M.T : Quel est le secret nutritionnel d’une danseuse pour allier force physique et minceur ?
H.R : Je pense que pour être prête physiquement il faut bien manger et favoriser les aliments légers et faciles à digérer. Pour ma part je ne suis aucun régime et je mange ce que j’ai envie de manger matin, midi et soir, je me prive de rien. Par contre pour tenir la forme je prends des vitamines tous les matins et ça m’aide beaucoup. Même si certains groupes de danse montrent une nouvelle image de la danseuse tahitienne très fine, je trouve beaucoup plus agréable de voir les rondeurs d’une danseuse.

M.T : Tu es la fille d’un musicien célèbre. Depuis ta naissance, tu es bercée par la musique, ce qui a sans doute considérablement influencé ton écoute musicale ! Est-ce un atout lorsque tu improvises ou crée des chorégraphies ?
H.R : Il n’y avait pas un jour sans musique à la maison, que ce soit un concert ou tout simplement de la guitare, mes sœurs et moi avions été bercées par la musique. Avoir l’oreille musicale c’est très important dans la danse. Il faut savoir compter les temps sur un chant ou sur une musique traditionnelle. C’est la clé pour créer.

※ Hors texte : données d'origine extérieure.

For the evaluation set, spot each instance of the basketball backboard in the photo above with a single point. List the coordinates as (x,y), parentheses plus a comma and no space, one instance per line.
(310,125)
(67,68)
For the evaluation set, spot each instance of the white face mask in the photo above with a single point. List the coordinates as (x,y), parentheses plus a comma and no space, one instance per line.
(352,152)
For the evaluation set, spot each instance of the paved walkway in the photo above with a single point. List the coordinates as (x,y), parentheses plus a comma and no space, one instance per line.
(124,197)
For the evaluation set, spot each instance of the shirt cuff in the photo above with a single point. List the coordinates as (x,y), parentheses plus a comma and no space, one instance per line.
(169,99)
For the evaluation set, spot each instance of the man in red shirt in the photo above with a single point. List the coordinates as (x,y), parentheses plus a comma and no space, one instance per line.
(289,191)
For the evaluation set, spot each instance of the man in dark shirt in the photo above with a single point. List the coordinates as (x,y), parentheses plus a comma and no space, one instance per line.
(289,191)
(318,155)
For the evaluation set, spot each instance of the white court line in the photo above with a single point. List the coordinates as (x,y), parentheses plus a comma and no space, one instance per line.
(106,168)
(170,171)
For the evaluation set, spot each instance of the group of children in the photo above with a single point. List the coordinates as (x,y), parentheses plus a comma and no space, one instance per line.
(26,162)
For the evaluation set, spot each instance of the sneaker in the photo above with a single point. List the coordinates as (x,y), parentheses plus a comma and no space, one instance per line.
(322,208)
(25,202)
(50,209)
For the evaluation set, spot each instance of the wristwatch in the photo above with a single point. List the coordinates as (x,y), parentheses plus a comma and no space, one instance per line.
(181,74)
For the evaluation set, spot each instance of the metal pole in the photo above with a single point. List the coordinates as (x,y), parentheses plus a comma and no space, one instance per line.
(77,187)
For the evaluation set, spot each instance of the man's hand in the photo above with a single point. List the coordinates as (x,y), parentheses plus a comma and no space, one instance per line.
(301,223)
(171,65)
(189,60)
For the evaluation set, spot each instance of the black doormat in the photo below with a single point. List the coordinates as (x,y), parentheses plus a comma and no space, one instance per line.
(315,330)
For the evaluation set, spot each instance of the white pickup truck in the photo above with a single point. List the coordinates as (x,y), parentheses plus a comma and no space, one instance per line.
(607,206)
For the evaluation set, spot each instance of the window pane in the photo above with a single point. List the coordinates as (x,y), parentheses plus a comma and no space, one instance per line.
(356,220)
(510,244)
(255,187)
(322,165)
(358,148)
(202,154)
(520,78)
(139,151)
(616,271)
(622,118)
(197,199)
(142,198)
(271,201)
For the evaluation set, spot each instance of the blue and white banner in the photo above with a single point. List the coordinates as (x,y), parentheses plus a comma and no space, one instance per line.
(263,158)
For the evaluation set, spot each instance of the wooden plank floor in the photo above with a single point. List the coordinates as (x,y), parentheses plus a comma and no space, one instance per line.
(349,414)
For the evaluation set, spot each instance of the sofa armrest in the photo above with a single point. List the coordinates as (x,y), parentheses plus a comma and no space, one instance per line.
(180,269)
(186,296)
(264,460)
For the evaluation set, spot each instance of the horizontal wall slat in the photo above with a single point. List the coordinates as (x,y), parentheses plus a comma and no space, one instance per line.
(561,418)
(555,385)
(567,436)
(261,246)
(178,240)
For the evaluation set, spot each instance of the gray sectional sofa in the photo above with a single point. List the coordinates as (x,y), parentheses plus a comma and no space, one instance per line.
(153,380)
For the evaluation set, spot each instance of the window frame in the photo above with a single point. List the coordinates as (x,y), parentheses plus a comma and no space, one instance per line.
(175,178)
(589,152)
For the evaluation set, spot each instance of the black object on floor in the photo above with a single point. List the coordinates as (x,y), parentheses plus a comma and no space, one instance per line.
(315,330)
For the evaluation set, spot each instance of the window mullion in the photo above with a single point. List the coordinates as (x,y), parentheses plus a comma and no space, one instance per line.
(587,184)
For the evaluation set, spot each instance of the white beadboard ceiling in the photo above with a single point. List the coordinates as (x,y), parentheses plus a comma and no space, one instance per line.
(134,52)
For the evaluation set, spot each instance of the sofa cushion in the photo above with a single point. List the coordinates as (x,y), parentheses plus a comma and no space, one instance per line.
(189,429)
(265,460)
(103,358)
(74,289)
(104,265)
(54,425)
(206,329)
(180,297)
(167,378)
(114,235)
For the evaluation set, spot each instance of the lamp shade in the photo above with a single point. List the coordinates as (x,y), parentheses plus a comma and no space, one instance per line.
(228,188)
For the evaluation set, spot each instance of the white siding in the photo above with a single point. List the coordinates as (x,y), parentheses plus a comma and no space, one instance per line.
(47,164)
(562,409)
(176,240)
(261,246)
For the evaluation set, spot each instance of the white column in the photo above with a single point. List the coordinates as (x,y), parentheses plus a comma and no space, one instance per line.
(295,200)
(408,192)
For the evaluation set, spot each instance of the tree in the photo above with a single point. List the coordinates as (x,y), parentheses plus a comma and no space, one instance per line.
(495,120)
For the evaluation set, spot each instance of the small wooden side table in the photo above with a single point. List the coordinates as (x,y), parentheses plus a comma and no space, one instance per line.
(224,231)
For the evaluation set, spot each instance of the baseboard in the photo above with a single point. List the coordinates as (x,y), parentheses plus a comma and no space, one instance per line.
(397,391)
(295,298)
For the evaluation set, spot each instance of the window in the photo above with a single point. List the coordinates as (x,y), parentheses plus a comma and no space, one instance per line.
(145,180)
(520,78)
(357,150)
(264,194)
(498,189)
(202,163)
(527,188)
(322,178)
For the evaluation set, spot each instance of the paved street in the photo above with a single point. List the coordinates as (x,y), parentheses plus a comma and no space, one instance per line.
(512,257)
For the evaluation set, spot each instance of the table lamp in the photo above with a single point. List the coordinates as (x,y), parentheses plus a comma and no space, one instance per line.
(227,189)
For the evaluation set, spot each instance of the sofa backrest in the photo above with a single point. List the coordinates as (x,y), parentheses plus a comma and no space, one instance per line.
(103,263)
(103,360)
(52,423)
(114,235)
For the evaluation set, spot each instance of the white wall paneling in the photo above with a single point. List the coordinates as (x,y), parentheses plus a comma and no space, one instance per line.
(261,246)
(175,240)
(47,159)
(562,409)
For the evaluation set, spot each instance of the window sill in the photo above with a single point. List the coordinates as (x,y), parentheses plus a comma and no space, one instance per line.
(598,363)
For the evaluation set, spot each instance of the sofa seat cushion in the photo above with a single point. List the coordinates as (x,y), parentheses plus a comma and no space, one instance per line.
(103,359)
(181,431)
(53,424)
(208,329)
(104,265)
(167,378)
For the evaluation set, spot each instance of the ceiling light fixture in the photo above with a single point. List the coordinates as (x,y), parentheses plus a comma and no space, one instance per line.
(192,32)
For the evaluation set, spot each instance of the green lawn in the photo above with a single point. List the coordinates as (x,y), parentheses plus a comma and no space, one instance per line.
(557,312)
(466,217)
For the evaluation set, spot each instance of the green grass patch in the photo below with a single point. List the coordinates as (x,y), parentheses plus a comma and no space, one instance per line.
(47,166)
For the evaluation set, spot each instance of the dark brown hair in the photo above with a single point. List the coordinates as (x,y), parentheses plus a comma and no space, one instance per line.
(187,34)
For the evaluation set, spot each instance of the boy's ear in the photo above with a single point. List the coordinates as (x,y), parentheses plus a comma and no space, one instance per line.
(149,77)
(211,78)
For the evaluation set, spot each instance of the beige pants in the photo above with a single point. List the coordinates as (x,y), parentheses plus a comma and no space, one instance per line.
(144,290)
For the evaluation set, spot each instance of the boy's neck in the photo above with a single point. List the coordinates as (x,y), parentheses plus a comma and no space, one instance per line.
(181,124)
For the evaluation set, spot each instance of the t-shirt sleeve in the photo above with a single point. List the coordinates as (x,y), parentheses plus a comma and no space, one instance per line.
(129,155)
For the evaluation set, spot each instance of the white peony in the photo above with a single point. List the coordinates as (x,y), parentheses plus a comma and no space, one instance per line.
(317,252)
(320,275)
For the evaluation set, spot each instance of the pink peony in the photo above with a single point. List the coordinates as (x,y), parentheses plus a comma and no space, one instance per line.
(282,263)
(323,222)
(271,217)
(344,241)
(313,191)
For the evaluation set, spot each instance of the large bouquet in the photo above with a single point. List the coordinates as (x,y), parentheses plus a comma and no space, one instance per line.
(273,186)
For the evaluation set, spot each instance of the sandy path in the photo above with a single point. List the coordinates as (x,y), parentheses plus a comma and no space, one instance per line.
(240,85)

M.T : Penses-tu qu’il est important de bien connaitre notre histoire et notre culture pour interpréter une chorégraphie ?
H.R : Il faut surtout comprendre le thème, le sujet, le texte pour pouvoir créer une chorégraphie. Il faut bien-sûr connaître notre histoire pour pouvoir comprendre nos légendes et savoir les interpréter.

M.T : Tu enseignes la danse ; des  techniques et des chorégraphies traditionnelles… As-tu choisi la façon académique ou tentes tu d’innover, de moderniser cette discipline ?
H.R : Au Conservatoire on apprend tous les pas de base, les noms des pas, la technique des pas etc… c’est un enseignement très complet. Ayant été formée au Conservatoire, j’ai gardé cette façon assez académique d’enseigner. Bien-sûr avec les ados on change un peu la donne et on met des musiques qu’elles écoutent pour les échauffements. Ça détend l’atmosphère et on les voit sourire ! Pour qu’elles s’intéressent à la danse à cet âge là et surtout pour qu’elles persévèrent il faut que nous aussi on leur donne envie. Du coup on essaie de se mettre à leur place et c’est clair qu’il n’y a rien de mieux que de s’échauffer sur du Inna ! Mais l’apprentissage reste le même et on essaie de rajouter de l’humour pour que le cours soit vivant.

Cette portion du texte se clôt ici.